So why does each year find me like a woman in a foreign film, standing at a train station, clutching in her hand a letter from her beloved, sent a year ago, stating that he will return on the train that is pulling into the station. She doesn't really believe that he will be returning, but still she clings to her foolish hope that he will keep his promise. She has counted the months, then the weeks and then the days.
And, behold, off the train he steps. A bit thin and wearing a ragged suit, but alive and whole and smiling before her eyes.
A week ago, Saturday, spring stepped onto the platform:
These weren't there the day before, but they are proof.
That and the expected temperature of 80 degrees F today.
Which brings us to the melting snow. The snow that was holding up poor Beaker's battered carcass.
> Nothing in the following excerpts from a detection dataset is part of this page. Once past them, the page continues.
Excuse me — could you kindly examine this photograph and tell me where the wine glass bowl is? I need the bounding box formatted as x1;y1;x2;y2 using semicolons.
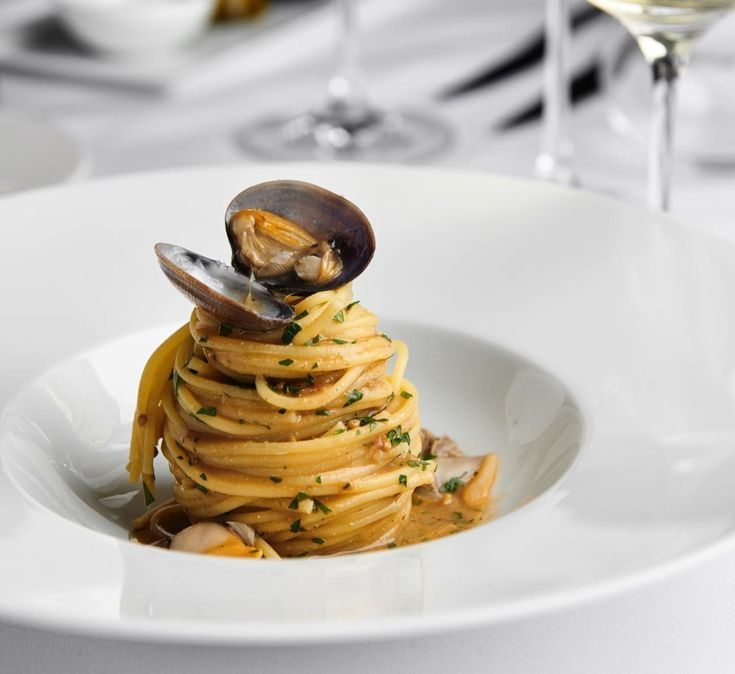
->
589;0;735;211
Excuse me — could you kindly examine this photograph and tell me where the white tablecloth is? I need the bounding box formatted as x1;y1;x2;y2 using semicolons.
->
0;0;735;674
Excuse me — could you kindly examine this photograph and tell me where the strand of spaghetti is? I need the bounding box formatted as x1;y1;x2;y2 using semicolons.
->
255;366;364;410
390;339;408;395
128;326;193;482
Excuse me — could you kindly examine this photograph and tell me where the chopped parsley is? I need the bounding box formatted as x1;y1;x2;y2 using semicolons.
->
342;388;365;407
439;471;467;494
406;459;431;470
387;426;411;447
289;520;306;534
312;498;332;515
288;491;309;510
281;323;301;344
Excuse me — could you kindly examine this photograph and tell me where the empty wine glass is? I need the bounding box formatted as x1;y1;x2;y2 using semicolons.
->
238;0;449;161
535;0;577;185
589;0;735;211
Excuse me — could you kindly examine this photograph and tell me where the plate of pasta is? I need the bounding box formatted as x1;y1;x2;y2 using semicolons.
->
0;164;735;644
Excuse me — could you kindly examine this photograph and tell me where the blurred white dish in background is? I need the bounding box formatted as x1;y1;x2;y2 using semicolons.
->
0;111;87;195
53;0;214;58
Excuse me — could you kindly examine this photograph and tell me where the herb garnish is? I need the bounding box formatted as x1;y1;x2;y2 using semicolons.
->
281;323;301;344
387;426;411;447
342;388;365;407
311;498;332;515
439;471;467;494
406;459;431;470
288;491;309;510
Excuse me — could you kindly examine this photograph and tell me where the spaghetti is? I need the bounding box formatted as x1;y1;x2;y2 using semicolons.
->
128;181;497;558
128;285;442;556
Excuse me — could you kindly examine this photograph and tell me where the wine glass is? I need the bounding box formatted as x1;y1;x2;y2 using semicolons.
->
589;0;735;211
535;0;577;185
238;0;449;161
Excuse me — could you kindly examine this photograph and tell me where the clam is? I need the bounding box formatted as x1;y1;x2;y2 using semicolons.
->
225;180;375;294
155;243;294;331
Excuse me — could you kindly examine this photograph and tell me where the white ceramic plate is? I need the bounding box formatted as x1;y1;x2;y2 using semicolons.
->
0;164;735;644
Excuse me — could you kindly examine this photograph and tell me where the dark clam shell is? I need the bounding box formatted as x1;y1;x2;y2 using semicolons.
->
155;243;294;331
225;180;375;294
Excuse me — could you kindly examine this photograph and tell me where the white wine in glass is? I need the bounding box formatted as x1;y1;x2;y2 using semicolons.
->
589;0;735;210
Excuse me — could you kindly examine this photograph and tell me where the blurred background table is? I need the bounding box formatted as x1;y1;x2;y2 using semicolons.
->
0;0;735;674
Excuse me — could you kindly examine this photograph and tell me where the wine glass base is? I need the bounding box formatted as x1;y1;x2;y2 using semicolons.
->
534;153;579;187
236;110;450;162
0;110;89;195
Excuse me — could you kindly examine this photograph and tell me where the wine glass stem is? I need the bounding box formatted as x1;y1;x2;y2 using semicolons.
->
536;0;576;185
648;53;682;211
327;0;369;121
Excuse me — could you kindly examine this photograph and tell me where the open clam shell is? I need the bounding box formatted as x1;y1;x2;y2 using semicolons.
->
155;243;294;331
225;180;375;294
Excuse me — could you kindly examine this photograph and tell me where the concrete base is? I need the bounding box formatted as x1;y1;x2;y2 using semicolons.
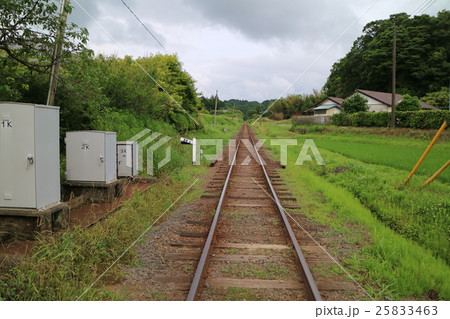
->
62;179;125;203
0;203;70;242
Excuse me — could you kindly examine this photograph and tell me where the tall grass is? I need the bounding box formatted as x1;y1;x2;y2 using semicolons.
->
255;125;450;300
0;112;240;300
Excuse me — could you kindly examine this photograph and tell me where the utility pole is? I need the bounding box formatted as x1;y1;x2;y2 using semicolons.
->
214;90;219;127
391;22;397;128
47;0;70;105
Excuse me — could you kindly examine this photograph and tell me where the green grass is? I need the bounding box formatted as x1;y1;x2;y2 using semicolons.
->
0;115;240;300
255;123;450;300
315;138;450;182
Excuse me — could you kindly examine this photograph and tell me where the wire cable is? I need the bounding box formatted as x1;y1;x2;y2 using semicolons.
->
252;0;379;125
73;0;200;126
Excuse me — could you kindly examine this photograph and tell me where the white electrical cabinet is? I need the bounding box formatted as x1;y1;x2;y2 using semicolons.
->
0;102;61;209
66;131;117;183
117;141;138;177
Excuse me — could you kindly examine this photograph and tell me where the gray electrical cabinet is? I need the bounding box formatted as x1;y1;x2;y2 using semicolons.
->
66;131;117;183
0;102;61;209
117;141;138;177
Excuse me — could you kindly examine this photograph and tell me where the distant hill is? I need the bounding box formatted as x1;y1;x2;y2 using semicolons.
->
324;10;450;97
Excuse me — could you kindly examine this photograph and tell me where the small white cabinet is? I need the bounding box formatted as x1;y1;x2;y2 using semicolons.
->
117;141;138;177
66;131;117;183
0;102;61;209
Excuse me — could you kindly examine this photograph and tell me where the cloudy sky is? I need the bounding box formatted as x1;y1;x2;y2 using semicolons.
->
70;0;450;102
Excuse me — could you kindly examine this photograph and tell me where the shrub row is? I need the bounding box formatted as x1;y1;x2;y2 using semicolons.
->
331;111;450;129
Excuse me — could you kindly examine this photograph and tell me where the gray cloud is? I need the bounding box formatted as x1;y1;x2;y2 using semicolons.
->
65;0;448;101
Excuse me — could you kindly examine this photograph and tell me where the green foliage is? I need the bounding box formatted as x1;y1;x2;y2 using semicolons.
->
0;0;88;73
224;99;274;120
395;94;422;112
331;111;450;129
422;87;449;110
270;90;325;119
341;94;369;113
324;10;450;97
255;123;450;300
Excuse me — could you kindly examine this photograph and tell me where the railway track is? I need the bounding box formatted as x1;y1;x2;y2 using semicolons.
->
187;124;321;300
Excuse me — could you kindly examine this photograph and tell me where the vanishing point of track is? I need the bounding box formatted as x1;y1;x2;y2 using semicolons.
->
187;124;321;300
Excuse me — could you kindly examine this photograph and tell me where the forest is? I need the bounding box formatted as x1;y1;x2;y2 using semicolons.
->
324;10;450;101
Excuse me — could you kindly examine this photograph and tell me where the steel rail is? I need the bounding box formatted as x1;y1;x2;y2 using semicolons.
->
186;129;244;301
247;124;322;301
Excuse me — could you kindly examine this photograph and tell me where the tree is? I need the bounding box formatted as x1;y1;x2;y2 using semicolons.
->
324;10;450;97
0;0;88;73
341;93;369;113
395;94;421;111
422;87;449;110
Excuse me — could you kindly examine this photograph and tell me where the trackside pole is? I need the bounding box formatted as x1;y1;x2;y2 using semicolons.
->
422;160;450;187
403;121;447;185
192;137;197;165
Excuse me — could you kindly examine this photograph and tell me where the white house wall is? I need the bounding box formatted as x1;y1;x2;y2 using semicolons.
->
356;92;391;112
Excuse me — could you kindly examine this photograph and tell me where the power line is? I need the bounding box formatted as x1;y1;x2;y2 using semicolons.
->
73;0;200;125
252;0;379;125
121;0;167;53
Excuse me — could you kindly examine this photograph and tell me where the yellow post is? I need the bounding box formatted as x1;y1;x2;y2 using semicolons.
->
423;161;450;187
403;121;447;184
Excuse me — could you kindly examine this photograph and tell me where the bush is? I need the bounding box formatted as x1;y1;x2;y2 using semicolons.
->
341;94;369;113
395;94;421;112
331;113;352;126
331;111;450;129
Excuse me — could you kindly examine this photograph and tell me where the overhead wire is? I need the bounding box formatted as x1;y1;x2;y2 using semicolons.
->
73;0;200;125
411;0;433;16
121;0;167;53
252;0;379;125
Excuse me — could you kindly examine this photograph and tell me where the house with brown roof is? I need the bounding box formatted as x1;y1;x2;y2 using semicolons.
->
305;96;344;116
352;89;438;112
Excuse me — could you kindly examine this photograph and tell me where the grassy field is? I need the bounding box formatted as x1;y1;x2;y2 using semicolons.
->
255;122;450;300
0;114;241;300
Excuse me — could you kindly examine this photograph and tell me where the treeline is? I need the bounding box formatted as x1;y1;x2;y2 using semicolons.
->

As expected, he went with gravity.
First falling backward:
(I fancy I can hear a soft, gasping moan from his open mouth.)
And then rolling onto his right side:
I ventured across to the scene of the murder, snapping crime photos. (I should have gotten some of that yellow crime scene ribbon.)
Here we have where his little legs were snapped off under him.
Bits of Beaker all around the ground.
And here, you can see the cause of death: His severed spine. It was not high enough to cause instant death. He must have lay there, conscious, unable to feel his legs (numb) or feet (missing), yet still performing his postal service duty.
As this clearly meant much to him, Charles has erected something of a Beaker shrine, his corpse propped up by those rocks at his base, yet again. I'm lobbying to make it a grander structure by toting in wheelbarrows full of more of those rocks from our fire pit and mounding them all around him, with his face sticking out, still able to collect the bills and sales solicitations that seem so vital to our lives.
Beaker is dead; long live Beaker.
Or something like that.
Anyway, this is to document that it is, indeed, spring here and the tundra is thawing, for which we are all, including the ghost of Beaker, grateful.